Welchen maximalen Nutzen kann sich Belarus von SOZ und BRICS erhoffen? Was steht im Strategiepapier und was sagen Experten

Mitte letzten Jahres wurde Belarus Vollmitglied der Shanghaier Organisation für Zusammenarbeit (SOZ), ein paar Monate später formalisierte es den Status eines BRICS-Partners. Das war keine spontane Entscheidung, sondern ein wohlüberlegter und durchdachter Schritt des Präsidenten. Weitere Schritte der belarussischen Staatsführung zeugen davon, dass sich das Land nicht Hals über Kopf in den Strudel stürzt. Im Januar verabschiedete Alexander Lukaschenko zwei wichtige Dokumente: die Strategie der belarussischen Beteiligung an der SOZ und die Aktionsstrategie für die BRICS. Experten sind sich einig, dass diese Plattformen neue Möglichkeiten für die Entwicklung der internationalen Zusammenarbeit und Stärkung belarussischer Positionen auf der Weltbühne eröffnen. Nun, wollen wir der Sache auf den Grund gehen.
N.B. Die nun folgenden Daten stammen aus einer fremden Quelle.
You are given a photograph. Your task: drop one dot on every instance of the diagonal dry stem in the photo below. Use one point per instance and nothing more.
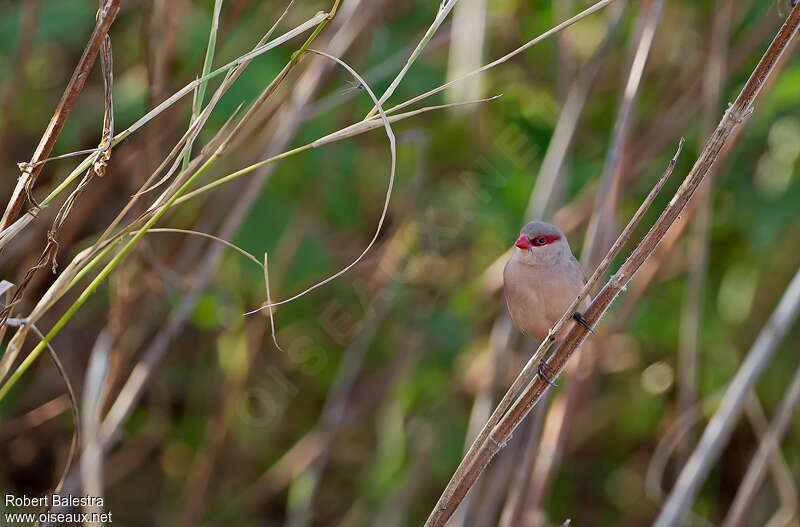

In der neuen Folge von „Postfactum: Beschlüsse des Ersten“ auf dem YouTube-Kanal der Telegraphenagentur BelTA erzählen wir darüber, was Alexander Lukaschenko von der SOZ und BRICS erwartet, welche Ziele sich Belarus setzt und wie es diesen Verbänden nützlich sein kann, ob sie endlich die Geschichte der Vorherrschaft des Westens beenden können und warum Belarus nicht bereit ist, auf der Reservebank zu bleiben.
In früheren Ausgaben haben wir Ihnen bereits erklärt, was die SOZ und BRICS von anderen internationalen Organisationen unterscheidet. Alexander Lukaschenko sagte im Vorjahr: Die SOZ und BRICS sind eine fortschrittliche Weltmehrheit. Sie sind eine Herausforderung für die Ideologie der globalen Vereinheitlichung. Und seiner Meinung nach gehört Belarus dazu - neben den Nationen, die unterschiedliche Kulturen repräsentieren, aber durch den Wunsch nach Frieden und Entwicklung vereint sind.

Seit wann arbeitet Belarus mit der SOZ zusammen?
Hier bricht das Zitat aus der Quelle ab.